Our review of the record reveals that the trial court erred in denying Lake States' motion for summary disposition and for reformation of the contract. First, defendants seek duplicative medical benefits as a result of the noncoordinated nature of the policy. However, whether to coordinate no-fault and health coverage is left to the option of the insured, M.C.L. § 500.3109a; MSA 24.13109(1), and carriers are not required in this state to provide an insured with noncoordinated coverage.[3] Thus, noncoordinated coverage, which permits duplicative medical coverage from no-fault and health insurers, is excess coverage.[4] Second, the record reveals that June Wilson's application for no-fault *116 insurance contained a directive that she list each driver residing in her household. June Wilson listed only herself. Moreover, her signature indicated that she warranted the answers to be true and complete in every respect. We note, however, that the record reveals that there were other drivers, such as Donna Wilson, residing in June Wilson's household.[5]

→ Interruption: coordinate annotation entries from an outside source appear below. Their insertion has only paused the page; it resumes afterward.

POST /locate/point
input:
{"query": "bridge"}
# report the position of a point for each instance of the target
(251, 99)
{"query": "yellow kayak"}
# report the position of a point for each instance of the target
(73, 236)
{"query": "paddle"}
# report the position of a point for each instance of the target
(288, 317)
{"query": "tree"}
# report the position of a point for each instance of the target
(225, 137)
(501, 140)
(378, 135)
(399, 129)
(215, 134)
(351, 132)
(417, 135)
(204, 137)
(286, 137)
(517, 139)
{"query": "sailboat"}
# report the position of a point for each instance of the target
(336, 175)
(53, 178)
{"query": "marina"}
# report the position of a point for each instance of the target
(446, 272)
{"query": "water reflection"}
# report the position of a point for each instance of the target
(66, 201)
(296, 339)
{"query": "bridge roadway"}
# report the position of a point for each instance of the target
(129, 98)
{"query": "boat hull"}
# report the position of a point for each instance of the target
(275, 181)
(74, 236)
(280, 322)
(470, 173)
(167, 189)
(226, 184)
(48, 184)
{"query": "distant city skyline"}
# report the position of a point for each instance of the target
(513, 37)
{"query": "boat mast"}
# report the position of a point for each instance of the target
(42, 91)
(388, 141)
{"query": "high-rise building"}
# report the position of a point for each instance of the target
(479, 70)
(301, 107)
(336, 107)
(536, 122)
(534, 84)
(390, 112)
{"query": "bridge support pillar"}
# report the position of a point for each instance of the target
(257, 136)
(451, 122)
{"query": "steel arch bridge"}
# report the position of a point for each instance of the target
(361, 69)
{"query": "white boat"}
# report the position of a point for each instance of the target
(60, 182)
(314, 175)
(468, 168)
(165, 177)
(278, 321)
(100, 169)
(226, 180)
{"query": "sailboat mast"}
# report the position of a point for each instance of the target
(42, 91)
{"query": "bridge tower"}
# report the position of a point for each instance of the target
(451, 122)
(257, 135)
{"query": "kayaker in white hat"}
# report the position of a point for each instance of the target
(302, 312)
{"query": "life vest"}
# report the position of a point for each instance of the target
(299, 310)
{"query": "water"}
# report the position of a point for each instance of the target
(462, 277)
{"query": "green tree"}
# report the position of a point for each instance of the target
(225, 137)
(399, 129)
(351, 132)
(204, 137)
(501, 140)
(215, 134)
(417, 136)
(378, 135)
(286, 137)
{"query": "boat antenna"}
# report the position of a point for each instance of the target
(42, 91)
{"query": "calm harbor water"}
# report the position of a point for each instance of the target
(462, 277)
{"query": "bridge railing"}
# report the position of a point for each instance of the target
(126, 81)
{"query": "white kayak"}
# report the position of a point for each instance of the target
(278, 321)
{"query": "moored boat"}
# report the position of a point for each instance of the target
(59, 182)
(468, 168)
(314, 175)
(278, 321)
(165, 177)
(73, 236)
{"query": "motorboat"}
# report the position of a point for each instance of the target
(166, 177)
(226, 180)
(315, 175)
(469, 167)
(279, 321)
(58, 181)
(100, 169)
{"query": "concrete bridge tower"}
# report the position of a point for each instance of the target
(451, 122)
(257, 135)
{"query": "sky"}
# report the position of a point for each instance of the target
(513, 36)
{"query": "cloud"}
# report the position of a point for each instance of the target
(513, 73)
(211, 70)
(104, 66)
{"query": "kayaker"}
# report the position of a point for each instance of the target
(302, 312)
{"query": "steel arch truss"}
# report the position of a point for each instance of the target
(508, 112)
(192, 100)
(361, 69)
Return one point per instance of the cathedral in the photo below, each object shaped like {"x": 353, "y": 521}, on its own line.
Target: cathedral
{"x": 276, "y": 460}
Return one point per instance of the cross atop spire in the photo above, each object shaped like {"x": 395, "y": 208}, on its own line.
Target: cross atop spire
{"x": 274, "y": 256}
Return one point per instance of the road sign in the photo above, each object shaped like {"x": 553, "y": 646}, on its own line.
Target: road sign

Because it is clear that June Wilson made misrepresentations in the application, the issue is whether the misrepresentations could have been "ascertained easily" by Lake States. Clearly, Lake States timely attempted to verify the residents and drivers in the June Wilson household. Both the application signed by June Wilson and the response from Larkin to Lake States indicated that there were no other residents or drivers in the household. Thus, we hold that Lake States could not have easily ascertained the fact that other persons and drivers resided in the June Wilson household.
Upon application of the standard set forth above, we conclude that the trial court erred in denying Lake States' motion for summary disposition to reform the insurance policy to provide for coordinated no-fault and health coverages and by granting defendants' cross-motion for summary disposition.
Reversed.
NOTES
[1] Lake States continued to pay nonmedical firstparty benefits.
[2] "Optional" coverage, for purposes of the financial responsibility act, M.C.L. § 257.501 et seq.; MSA 9.2201 et seq., consists of "any lawful coverage in excess of or in addition to the [mandatory minimum] coverage specified for a motor vehicle liability policy." MCL 257.520(g); MSA 9.2220(g).
[3] Rather, a no-fault insured who desires duplicative medical coverage from no-fault and health insurers can, by not coordinating and thus paying a higher premium, contract for coverage both by a no-fault insurer and a health insurer. Tousignant v. Allstate Ins. Co., 444 Mich. 301, 307, 506 N.W.2d 844 (1993).
[4] If the no-fault coverage is coordinated with health coverage, Rayne Wilson will not be deprived of any legitimately expected benefits. Indeed, the legislative purpose underlying M.C.L. § 500.3109a; MSA 24.13109(1), which requires insurers to offer coordinated no-fault automobile insurance with other health coverage, is the avoidance of duplicative payment. Further, because Lake States has never denied PIP coverage for Rayne Wilson, defendants' argument that Rayne Wilson would have been entitled to PIP benefits from the insurer of the Shomin vehicle, the second priority carrier, is misplaced. See M.C.L. § 500.31114(1); MSA 24.13114(1).
[5] Defendants' argument that Lake States could not establish fraud is without merit. As previously stated, fraudulent intent on the part of the applicant is not required as long as the insurer relied upon the misrepresentation. Lash, supra at 101, 532 N.W.2d 869. Here, Lake States submitted an affidavit from its underwriter stating that, pursuant to Lake States' guidelines, had it known of other drivers, particularly Donna Wilson and her OUIL conviction, it would not have issued a policy.